In Japan, Copaxone will be commercialised by Takeda Pharmaceutical Company.

At the request of the MHLW, Teva subsidiary Teva Pharmaceutical KK has developed glatiramer acetate as an unapproved new drug in Japan.

Under the March 2013 agreement, Teva granted Takeda the right to commercialise Copaxone in Japan.

The Japanese approval is based on the safety and efficacy results of an open-label, 52-week clinical trial conducted by Teva Pharmaceutical KK in patients with relapsing-remitting multiple sclerosis in Japan, as well as the pivotal trial data sets used for approvals in other countries.

"We are proud to work with Takeda in very close cooperation to make this product available to multiple sclerosis patients and the physicians treating them in Japan."

Teva president and CEO Global Specialty Medicines Rob Koremans said: "Strengthening our offering of specialty medicines in Japan is an important goal for Teva.

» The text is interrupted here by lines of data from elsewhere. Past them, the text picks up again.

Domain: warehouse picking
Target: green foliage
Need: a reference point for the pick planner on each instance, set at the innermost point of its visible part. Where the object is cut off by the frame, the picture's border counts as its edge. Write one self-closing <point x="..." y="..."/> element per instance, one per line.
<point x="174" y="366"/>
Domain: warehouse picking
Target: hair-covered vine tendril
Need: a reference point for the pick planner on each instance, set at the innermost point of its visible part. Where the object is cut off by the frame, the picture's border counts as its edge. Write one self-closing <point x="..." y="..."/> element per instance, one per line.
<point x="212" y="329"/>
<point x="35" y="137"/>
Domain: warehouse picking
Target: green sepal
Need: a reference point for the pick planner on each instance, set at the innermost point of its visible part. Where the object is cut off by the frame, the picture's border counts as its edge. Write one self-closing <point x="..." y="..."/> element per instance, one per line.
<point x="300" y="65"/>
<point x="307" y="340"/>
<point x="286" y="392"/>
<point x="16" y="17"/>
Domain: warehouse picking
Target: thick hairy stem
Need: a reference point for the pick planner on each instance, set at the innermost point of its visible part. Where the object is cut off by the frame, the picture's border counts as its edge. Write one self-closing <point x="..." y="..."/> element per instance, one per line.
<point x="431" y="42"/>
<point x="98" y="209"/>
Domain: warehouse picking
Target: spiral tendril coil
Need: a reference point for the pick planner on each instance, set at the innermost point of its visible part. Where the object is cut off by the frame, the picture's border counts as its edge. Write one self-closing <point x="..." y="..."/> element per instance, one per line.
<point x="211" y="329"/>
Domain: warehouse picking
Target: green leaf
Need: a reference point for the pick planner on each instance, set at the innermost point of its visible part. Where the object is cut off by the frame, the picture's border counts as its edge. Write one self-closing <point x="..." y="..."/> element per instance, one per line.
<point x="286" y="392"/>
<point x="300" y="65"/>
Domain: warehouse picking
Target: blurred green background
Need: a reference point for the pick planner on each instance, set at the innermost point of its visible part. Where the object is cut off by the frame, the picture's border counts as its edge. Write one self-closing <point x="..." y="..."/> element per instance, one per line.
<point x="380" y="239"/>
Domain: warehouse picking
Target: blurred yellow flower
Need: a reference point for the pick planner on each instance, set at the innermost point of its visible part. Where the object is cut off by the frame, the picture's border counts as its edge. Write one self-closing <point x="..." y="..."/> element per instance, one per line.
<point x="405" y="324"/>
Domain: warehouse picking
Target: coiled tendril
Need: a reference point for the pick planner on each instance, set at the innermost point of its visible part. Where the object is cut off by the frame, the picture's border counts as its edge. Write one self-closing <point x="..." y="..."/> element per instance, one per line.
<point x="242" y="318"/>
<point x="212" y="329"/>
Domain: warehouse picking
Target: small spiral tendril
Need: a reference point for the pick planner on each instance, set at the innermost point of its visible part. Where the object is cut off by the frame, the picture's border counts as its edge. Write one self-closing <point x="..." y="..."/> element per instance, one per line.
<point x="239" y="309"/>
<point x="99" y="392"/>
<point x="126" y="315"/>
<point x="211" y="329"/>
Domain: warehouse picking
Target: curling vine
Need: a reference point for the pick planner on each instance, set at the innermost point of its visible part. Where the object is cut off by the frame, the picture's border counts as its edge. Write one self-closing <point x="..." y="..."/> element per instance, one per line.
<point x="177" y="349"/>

"We are proud to work with Takeda in very close cooperation to make this product available to multiple sclerosis patients and the physicians treating them in Japan.

"The partnership has been a success and we look forward to making additional specialty medicines available to Japanese patients."

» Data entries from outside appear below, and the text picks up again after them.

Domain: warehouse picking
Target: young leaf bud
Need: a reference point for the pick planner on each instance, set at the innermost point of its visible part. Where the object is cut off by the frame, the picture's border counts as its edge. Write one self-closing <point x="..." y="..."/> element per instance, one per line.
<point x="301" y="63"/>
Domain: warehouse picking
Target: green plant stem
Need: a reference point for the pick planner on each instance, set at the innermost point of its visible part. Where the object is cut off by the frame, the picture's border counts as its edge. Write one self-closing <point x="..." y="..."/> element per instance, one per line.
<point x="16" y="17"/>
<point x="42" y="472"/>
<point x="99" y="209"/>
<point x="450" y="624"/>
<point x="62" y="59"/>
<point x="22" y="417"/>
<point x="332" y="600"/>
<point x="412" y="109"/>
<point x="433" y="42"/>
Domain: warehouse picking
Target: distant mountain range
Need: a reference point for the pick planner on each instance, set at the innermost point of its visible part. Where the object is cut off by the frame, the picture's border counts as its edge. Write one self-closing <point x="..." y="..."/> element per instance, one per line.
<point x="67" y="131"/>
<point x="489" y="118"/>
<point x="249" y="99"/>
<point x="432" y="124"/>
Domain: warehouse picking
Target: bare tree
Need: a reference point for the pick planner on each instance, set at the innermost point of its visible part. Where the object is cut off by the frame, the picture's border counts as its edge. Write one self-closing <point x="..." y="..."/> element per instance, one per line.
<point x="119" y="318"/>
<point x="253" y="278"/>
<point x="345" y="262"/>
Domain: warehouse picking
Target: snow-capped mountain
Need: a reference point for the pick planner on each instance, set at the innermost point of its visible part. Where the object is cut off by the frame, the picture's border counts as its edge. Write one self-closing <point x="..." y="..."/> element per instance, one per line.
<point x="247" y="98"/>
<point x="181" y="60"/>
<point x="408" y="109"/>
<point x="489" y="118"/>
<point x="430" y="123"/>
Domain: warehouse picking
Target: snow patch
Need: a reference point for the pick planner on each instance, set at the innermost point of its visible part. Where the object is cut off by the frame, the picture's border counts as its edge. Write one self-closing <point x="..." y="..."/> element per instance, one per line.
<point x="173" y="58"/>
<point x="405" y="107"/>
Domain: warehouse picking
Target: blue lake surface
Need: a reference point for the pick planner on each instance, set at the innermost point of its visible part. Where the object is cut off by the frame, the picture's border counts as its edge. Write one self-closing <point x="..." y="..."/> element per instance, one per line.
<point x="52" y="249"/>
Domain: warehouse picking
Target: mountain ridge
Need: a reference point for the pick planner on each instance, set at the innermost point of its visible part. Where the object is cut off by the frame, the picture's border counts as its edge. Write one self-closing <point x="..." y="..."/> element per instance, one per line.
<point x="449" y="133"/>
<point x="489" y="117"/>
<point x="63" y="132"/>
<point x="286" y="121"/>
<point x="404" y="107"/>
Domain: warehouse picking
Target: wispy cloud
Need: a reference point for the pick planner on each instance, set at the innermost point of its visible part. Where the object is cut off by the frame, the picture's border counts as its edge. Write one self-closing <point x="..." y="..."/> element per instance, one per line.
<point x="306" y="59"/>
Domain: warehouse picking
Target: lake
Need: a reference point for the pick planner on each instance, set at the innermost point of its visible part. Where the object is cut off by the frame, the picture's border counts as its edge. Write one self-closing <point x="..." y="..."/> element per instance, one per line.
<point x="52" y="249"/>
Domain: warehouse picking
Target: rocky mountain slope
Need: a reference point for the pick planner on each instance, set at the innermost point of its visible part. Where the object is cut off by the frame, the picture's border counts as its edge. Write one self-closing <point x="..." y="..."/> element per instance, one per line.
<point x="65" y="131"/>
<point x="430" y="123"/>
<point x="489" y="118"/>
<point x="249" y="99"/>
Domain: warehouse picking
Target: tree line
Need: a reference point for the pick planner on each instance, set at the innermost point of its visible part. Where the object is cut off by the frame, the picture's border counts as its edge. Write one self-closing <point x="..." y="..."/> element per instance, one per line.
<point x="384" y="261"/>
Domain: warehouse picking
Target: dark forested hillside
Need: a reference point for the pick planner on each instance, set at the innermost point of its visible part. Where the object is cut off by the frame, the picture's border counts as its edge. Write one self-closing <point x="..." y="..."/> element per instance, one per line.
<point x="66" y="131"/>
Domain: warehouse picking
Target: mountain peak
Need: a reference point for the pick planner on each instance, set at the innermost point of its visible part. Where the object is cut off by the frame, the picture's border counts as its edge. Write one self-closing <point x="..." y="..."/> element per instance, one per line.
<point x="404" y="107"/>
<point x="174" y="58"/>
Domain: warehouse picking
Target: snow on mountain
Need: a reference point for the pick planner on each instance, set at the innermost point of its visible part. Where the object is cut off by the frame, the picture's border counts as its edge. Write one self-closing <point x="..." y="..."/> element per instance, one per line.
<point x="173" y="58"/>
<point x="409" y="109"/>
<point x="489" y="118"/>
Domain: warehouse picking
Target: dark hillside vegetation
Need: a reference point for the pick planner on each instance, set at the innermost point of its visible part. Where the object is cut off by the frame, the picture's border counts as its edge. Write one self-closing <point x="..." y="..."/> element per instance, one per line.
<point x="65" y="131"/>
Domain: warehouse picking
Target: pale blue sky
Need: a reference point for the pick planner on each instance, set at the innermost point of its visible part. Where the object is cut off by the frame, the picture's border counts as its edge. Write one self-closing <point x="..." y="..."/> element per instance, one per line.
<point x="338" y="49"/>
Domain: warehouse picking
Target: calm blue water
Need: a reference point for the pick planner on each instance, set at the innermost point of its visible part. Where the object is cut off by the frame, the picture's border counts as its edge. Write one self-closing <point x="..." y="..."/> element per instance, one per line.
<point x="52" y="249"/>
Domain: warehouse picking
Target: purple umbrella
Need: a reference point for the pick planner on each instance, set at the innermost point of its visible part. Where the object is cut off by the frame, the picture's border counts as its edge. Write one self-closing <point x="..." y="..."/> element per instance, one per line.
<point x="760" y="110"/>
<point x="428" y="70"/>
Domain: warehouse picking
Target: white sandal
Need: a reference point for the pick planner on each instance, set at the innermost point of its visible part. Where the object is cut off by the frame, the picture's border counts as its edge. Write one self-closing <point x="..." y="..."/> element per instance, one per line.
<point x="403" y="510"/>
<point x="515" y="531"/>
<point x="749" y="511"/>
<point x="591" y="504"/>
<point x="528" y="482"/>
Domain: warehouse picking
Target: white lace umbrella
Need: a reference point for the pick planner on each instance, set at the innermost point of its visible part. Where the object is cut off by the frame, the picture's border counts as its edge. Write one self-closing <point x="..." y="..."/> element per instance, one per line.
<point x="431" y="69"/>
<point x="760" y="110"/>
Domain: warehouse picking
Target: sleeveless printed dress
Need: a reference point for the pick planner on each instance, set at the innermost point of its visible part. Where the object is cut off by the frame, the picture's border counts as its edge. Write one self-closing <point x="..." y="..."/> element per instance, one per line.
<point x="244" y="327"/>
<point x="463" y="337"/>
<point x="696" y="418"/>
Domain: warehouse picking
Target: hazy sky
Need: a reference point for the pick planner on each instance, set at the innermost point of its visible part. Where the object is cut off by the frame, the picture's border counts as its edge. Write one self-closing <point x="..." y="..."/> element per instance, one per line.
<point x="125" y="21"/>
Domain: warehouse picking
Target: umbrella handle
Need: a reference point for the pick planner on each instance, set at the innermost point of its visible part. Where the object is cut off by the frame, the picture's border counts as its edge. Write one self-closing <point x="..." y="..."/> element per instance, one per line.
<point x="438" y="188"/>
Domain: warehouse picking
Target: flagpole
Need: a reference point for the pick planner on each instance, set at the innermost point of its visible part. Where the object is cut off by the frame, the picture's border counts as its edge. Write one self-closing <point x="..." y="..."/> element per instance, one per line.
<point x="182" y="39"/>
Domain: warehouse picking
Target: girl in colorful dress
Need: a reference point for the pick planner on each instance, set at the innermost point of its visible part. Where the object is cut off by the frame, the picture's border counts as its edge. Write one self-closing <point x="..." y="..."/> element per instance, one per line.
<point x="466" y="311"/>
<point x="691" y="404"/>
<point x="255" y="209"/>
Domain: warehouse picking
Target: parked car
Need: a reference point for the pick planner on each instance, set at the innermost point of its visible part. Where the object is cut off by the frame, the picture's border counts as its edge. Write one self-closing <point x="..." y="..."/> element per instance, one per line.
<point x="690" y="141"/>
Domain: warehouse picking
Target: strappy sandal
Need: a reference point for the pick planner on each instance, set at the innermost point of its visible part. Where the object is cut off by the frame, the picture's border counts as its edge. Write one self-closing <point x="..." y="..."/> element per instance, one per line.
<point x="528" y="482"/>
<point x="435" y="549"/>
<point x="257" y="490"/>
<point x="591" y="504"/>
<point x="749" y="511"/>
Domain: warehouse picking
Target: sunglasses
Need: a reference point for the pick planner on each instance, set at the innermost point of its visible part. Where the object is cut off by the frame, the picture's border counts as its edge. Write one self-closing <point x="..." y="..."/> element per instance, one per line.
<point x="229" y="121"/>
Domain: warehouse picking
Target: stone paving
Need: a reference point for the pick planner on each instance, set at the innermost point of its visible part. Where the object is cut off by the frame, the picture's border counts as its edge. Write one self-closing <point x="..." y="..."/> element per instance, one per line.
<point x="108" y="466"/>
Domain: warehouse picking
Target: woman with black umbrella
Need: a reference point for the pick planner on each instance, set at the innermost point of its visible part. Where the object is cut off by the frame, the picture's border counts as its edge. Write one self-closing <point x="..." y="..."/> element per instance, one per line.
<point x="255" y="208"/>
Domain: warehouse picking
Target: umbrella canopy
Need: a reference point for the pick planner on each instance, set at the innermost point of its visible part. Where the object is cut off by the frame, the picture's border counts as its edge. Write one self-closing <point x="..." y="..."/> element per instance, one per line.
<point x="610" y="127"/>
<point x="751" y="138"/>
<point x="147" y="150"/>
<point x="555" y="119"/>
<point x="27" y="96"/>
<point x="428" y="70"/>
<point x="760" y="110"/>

Copaxone is indicated to treat patients with relapsing forms of multiple sclerosis and the drug’s most common side-effects are redness, pain, swelling, itching, or a lump at the site of injection, flushing, rash, shortness of breath, and chest pain.

The Copaxone brand is approved in more than 50 countries worldwide, including the US, Russia, Canada, Mexico, Australia, Israel and all EU countries.

In July, Teva agreed to acquire Irish pharmaceutical firm Allergan’s generic drugs unit in a $40.5bn deal.

Upon closing of the transaction, which has been unanimously approved by the boards of directors of both companies, Allergan will receive $33.75bn in cash and Teva shares valued at $6.75bn, which represents a 10% stake in the Israel firm.

In addition, Allergan retains 50% of Teva’s future economics from generic lenalidomide (Revlimid).